The Consumer Financial Protection Bureau late Tuesday said it is expanding its efforts to increase oversight of large, non-bank technology firms with a proposed rule that would subject companies that issue digital wallets to the same regulations as those that cover wallets from financial institutions.
The proposed rule, which would apply to wallet providers that generate more than 5 million transactions annually, would give the CFPB supervisory authority to audit non-bank wallet providers. Currently, the CFPB has regulatory and enforcement authority over these entities. Adding supervisory authority would give the CFPB the same level of oversight in this arena as state regulators, says Scott Talbott, executive president for the Electronic Transactions Association.

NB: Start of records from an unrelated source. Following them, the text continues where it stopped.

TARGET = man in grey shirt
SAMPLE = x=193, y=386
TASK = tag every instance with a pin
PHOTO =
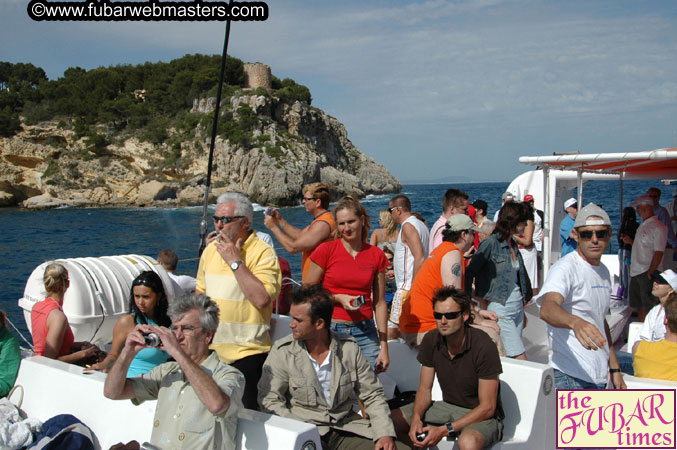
x=198, y=395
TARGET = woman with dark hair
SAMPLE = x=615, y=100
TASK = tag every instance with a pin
x=628, y=227
x=527, y=247
x=147, y=305
x=353, y=271
x=500, y=277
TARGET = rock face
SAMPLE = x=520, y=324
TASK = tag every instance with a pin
x=269, y=150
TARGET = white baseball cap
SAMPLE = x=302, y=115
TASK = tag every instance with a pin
x=642, y=200
x=667, y=277
x=571, y=202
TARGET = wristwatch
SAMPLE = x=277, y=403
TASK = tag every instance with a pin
x=452, y=435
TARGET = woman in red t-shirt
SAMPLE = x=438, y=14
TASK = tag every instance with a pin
x=354, y=271
x=52, y=335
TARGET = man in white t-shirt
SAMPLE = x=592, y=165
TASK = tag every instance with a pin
x=507, y=197
x=455, y=201
x=671, y=208
x=653, y=328
x=574, y=301
x=647, y=255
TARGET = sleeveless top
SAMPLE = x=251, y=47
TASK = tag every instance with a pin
x=417, y=311
x=327, y=217
x=147, y=358
x=39, y=316
x=403, y=262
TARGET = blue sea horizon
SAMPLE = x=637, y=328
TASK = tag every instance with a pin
x=30, y=238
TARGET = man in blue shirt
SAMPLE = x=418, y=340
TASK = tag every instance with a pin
x=566, y=228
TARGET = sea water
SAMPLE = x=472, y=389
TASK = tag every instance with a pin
x=29, y=238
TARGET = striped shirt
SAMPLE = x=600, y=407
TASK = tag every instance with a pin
x=243, y=328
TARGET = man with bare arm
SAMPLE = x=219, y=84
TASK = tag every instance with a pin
x=411, y=249
x=647, y=255
x=316, y=199
x=195, y=392
x=242, y=275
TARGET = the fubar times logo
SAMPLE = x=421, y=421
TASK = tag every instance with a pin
x=629, y=418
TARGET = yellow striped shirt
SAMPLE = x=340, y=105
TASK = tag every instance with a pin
x=243, y=328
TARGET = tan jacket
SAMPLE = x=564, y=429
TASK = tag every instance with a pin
x=289, y=388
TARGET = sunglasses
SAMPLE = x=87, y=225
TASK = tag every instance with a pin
x=448, y=316
x=587, y=234
x=225, y=219
x=188, y=330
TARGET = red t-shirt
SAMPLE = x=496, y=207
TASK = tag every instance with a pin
x=39, y=315
x=344, y=274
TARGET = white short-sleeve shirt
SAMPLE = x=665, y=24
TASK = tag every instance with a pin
x=586, y=290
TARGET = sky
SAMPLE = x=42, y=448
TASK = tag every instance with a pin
x=430, y=89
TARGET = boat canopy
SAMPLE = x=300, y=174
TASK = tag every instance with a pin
x=649, y=164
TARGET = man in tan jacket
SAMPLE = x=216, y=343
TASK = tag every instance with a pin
x=313, y=374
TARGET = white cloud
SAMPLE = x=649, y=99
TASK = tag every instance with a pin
x=429, y=71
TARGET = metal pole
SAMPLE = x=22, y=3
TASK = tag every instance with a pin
x=547, y=216
x=215, y=122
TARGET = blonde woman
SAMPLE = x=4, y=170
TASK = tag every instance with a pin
x=52, y=336
x=354, y=273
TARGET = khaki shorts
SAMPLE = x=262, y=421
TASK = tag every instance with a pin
x=399, y=298
x=640, y=292
x=440, y=413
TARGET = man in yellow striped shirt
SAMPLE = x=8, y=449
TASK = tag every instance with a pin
x=242, y=275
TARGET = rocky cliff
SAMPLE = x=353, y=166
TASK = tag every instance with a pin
x=267, y=149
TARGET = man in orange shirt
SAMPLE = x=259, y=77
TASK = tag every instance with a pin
x=444, y=267
x=316, y=199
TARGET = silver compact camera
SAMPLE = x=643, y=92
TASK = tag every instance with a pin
x=357, y=301
x=152, y=339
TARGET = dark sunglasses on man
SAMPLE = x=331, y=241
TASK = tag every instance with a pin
x=448, y=316
x=586, y=235
x=226, y=219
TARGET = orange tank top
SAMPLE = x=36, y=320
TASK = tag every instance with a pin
x=39, y=315
x=417, y=310
x=327, y=217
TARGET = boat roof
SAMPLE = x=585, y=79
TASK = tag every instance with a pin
x=650, y=164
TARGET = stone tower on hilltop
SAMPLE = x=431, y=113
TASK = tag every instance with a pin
x=257, y=75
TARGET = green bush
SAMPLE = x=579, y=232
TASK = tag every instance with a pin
x=97, y=144
x=9, y=122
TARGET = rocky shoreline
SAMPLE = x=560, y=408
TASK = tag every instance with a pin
x=289, y=145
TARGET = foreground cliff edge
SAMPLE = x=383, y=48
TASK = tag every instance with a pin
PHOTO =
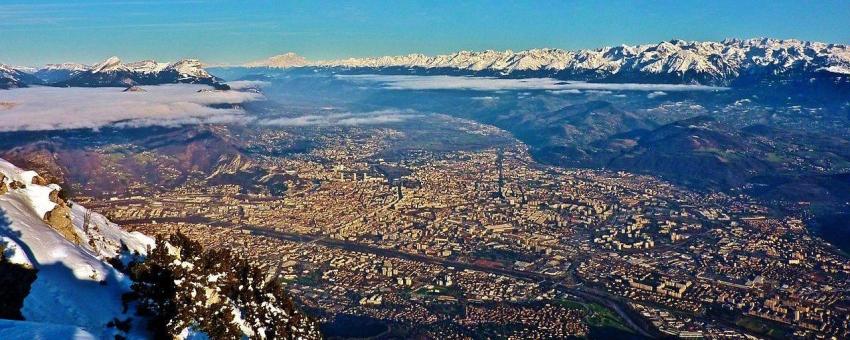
x=70, y=273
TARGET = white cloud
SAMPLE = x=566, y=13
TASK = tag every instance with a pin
x=350, y=119
x=566, y=91
x=412, y=82
x=247, y=84
x=53, y=108
x=656, y=94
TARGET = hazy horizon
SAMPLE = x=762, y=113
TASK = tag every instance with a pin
x=228, y=32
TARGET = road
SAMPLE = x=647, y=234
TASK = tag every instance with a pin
x=586, y=293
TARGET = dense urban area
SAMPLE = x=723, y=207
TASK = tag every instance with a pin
x=455, y=242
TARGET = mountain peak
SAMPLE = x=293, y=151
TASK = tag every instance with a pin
x=110, y=64
x=288, y=59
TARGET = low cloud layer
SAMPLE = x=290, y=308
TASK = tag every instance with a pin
x=51, y=108
x=346, y=119
x=409, y=82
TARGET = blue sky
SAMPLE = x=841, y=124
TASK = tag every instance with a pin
x=34, y=32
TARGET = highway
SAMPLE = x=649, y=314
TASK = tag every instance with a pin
x=585, y=293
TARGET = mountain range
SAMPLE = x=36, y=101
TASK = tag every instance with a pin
x=727, y=63
x=109, y=73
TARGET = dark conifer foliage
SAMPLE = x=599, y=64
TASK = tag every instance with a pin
x=180, y=285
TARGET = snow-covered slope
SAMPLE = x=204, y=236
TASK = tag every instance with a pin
x=113, y=72
x=12, y=330
x=75, y=286
x=11, y=77
x=674, y=61
x=283, y=60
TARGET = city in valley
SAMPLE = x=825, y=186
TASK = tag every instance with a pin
x=383, y=227
x=259, y=170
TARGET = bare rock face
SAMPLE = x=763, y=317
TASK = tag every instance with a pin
x=54, y=197
x=16, y=185
x=60, y=219
x=39, y=180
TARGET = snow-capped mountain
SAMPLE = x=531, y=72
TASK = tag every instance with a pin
x=108, y=73
x=112, y=72
x=75, y=289
x=283, y=60
x=675, y=61
x=59, y=266
x=11, y=77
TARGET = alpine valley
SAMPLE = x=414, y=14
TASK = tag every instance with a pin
x=675, y=189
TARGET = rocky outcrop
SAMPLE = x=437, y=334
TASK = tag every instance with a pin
x=60, y=219
x=40, y=180
x=14, y=185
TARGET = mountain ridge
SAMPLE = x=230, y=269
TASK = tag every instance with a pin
x=724, y=63
x=111, y=72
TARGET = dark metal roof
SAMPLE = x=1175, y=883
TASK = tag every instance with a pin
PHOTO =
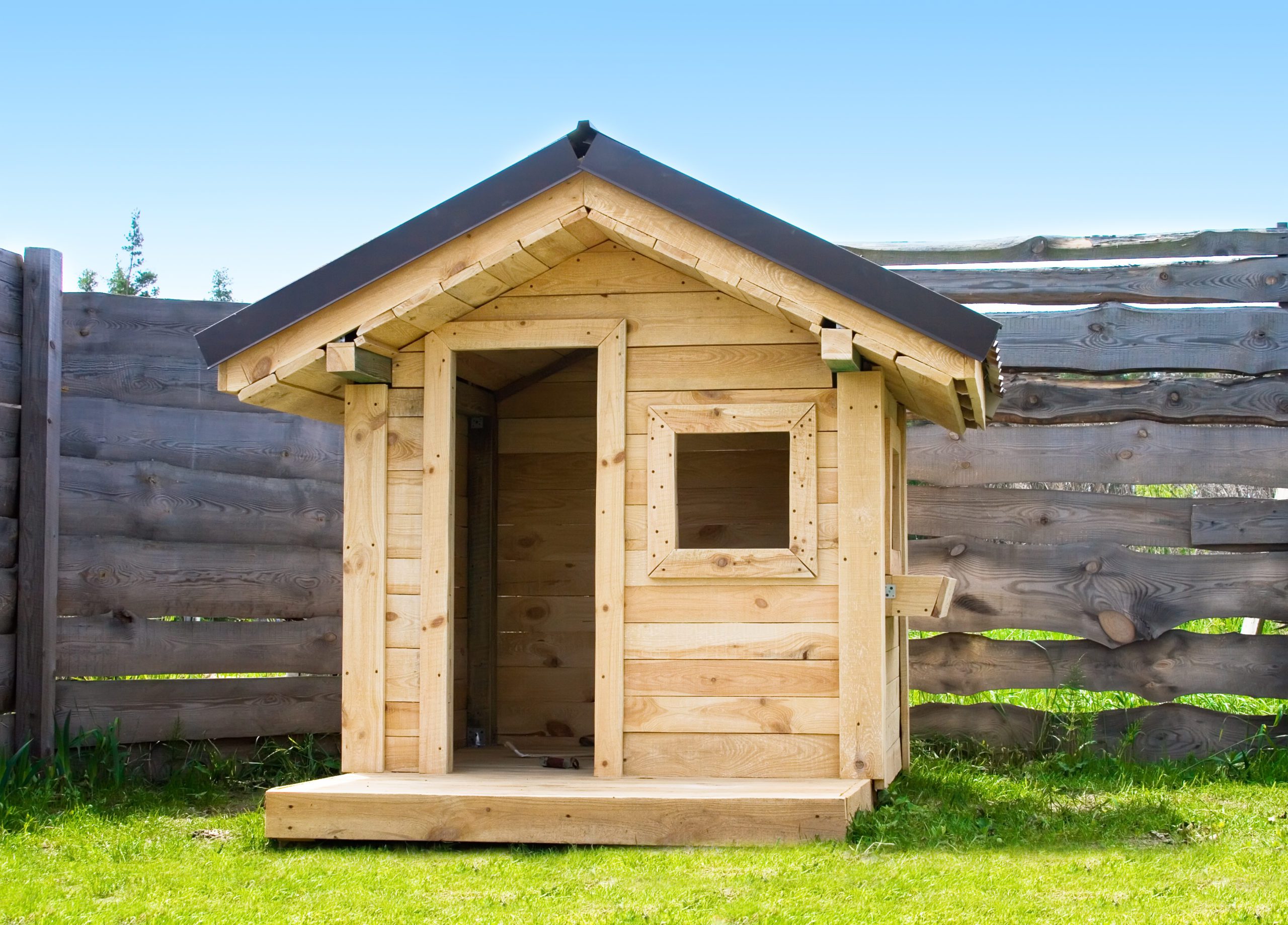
x=786, y=245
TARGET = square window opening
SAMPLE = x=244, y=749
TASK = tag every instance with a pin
x=733, y=490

The CFPB says its proposed rule is intended to ensure non-bank wallet providers are subject to the same regulatory authority as the financial institutions it regulates.

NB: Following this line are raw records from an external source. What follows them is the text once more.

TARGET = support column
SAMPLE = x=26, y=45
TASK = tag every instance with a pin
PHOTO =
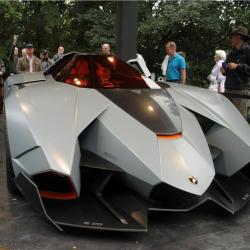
x=126, y=29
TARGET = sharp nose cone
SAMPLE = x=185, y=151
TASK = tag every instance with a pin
x=154, y=108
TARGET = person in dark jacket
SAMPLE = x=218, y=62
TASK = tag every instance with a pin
x=237, y=70
x=13, y=57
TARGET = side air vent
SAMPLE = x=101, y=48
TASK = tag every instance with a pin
x=204, y=122
x=55, y=185
x=164, y=193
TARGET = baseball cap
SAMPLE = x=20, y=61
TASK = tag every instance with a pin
x=29, y=45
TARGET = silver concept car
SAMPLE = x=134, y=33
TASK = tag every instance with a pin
x=92, y=143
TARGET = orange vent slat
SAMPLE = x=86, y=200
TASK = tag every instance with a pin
x=169, y=137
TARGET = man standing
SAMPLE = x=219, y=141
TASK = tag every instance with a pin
x=2, y=71
x=176, y=71
x=45, y=60
x=29, y=63
x=59, y=55
x=13, y=57
x=237, y=69
x=106, y=49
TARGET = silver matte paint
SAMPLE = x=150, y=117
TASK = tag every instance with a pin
x=44, y=107
x=38, y=131
x=231, y=134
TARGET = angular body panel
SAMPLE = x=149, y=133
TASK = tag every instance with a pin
x=95, y=140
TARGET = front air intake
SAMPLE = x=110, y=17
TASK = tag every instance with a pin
x=166, y=194
x=55, y=185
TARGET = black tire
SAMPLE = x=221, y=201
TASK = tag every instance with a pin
x=9, y=168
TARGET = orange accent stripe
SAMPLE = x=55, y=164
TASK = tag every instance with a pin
x=59, y=196
x=169, y=137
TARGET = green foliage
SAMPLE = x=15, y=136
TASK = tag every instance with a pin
x=197, y=27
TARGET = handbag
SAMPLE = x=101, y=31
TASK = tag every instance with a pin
x=213, y=86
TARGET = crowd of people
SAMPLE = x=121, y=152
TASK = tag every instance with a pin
x=230, y=74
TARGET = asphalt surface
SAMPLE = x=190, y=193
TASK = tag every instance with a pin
x=207, y=227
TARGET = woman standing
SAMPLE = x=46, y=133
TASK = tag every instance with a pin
x=216, y=77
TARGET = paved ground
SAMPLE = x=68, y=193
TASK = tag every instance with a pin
x=208, y=227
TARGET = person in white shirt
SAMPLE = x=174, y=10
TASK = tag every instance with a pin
x=216, y=77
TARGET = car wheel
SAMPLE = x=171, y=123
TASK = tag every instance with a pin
x=9, y=168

The move also builds on a CFPB report earlier this year that raises questions about whether large tech firms like Apple Inc. and Alphabet Inc’s Google subsidiary are hampering innovation, consumer choice, and the growth of open and decentralized banking and payments in the United States.

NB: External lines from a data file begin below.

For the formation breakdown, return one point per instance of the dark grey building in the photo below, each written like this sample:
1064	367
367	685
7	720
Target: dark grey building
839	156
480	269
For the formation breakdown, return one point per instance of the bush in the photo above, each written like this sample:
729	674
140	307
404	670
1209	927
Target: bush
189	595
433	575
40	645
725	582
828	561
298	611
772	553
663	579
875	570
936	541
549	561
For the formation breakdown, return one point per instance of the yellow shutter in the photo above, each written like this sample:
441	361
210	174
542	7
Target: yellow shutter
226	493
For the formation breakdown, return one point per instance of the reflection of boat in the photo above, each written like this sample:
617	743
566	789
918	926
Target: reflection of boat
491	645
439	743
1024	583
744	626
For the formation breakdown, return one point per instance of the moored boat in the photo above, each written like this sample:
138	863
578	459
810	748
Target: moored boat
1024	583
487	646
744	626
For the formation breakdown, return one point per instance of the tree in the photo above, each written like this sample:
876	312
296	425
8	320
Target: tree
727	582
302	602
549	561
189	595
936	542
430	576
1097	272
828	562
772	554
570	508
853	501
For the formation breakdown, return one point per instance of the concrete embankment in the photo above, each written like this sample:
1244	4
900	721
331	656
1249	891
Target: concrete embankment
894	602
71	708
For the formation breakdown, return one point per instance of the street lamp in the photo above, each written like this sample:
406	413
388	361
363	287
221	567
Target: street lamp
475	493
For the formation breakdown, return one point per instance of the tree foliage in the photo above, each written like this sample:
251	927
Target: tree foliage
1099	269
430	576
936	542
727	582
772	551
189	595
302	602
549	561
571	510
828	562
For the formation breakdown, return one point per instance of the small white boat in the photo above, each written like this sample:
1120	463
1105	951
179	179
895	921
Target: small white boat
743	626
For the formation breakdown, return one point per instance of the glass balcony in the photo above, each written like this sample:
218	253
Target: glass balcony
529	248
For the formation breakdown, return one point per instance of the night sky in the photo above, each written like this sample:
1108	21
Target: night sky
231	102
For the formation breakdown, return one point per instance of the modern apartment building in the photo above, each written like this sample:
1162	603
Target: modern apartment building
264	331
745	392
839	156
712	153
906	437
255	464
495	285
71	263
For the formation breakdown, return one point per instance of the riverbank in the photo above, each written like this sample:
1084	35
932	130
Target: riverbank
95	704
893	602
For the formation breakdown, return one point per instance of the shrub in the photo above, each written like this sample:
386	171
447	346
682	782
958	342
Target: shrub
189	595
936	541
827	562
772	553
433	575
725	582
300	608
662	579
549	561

“Payment systems are critical infrastructure for our economy. These activities used to be conducted almost exclusively by supervised banks,” CFPB director Rohit Chopra says in a statement issued Tuesday. “Today’s rule would crack down on one avenue for regulatory arbitrage by ensuring large technology firms and other nonbank payments companies are subjected to appropriate oversight.”
While the CFPB intends the proposed rule to put non-bank wallet providers under the same regulatory structure as financial institutions, payments experts say they want to see a final version that doesn’t stifle innovation.
“We would like to see a framework that continues the creativity and innovation fintechs have brought to payments the past couple of years, rather than stifles it,” Talbott says. “A final rule that encourages innovation and creativity is a positive step.”
Talbott adds the ETA would also like to see a longer comment period for the proposed rule, especially with the holiday season approaching. For feedback on the rule, the CFBA has set a deadline of Jan. 8, or 30 days after its publication in the Federal Register, whichever is later. “A longer comment period would be good,” Talbott adds.
If finalized, the proposed rule would be the sixth in a series of CFPB rules defining large providers of consumer financial products and services. The first five rules covered consumer reporting, consumer debt collection, student loan servicing, international money transfers, and automobile financing, according to the agency.